Abstract

In ST-elevation myocardial infarction (STEMI), coronary recanalisation is a prerequisite for deriving benefit from thrombolysis, but achieving myocardial reperfusion is also key to benefit. Data regarding the impact of thrombolysis on myocardial reperfusion are scarcer than for recanalisation, especially when pre-hospital thrombolysis is considered. To develop a nomogram for predicting myocardial reperfusion after pre-hospital thrombolysis. In 2004 – 05, 800 consecutive French patients with STEMI received pre-hospital thrombolysis within 6 hours of symptom onset (median delay of 110 minutes). The assessment of myocardial reperfusion was based on the measurement of ST resolution (STR) between a first electrocardiogram (ECG), recorded before thrombolysis, and a second one in the cath laboratory.
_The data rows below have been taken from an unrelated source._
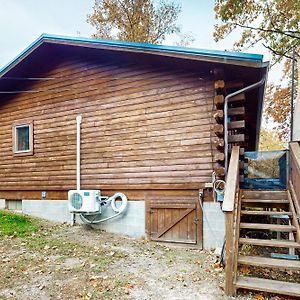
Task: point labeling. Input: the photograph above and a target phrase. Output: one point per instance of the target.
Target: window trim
(14, 138)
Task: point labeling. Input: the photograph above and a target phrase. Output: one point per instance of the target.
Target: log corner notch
(218, 119)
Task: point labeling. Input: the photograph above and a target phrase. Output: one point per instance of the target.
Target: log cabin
(152, 128)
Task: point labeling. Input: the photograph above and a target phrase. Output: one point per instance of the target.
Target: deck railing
(294, 186)
(230, 208)
(294, 178)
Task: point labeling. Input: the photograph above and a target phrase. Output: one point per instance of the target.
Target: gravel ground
(64, 262)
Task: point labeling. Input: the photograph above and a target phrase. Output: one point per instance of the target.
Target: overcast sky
(23, 21)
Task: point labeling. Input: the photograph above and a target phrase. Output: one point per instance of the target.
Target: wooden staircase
(265, 221)
(262, 237)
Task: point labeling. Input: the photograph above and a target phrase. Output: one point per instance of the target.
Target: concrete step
(269, 243)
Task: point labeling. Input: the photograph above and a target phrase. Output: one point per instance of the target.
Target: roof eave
(160, 50)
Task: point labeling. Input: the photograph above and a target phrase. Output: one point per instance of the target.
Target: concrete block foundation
(52, 210)
(131, 222)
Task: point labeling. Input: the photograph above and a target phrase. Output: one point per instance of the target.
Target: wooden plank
(270, 286)
(269, 243)
(236, 125)
(219, 84)
(264, 201)
(219, 100)
(229, 248)
(232, 180)
(173, 222)
(146, 103)
(236, 111)
(294, 198)
(269, 262)
(237, 138)
(235, 84)
(271, 227)
(254, 194)
(295, 219)
(237, 98)
(219, 129)
(219, 156)
(219, 115)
Myocardial reperfusion was assessed when STR was 70%, at least, in the single lead with the greatest baseline ST-elevation. The sample comprised 18% of women and median age was 59. The median delay between the two ECGs was 110 minutes. The proportion of patients who achieved STR was 42%. The nomogram was based on the variables that were independently associated with STR in multivariate logistic regression analysis. For instance, a non-obese smoker patient, with a non-anterior STEMI and a maximum ST-elevation of 2 mm, for whom thrombolysis is possible within 1 hour of symptom onset, together with the administration of a thienopyridine, but no IV nitrates, has a probability of 0.87 to achieve STR. If thrombolysis is delayed after one hour, without thienopyridine administration, in case of anterior STEMI, the probability declines to 0.50. The probabilities of STR for the different situations covered by the nomogram range from 0.10 to 0.87. This nomogram, developed in a “real world” setting, is designed to predict a priori the probability of myocardial reperfusion following thrombolysis, based on simple clinical and electrocardiographic data.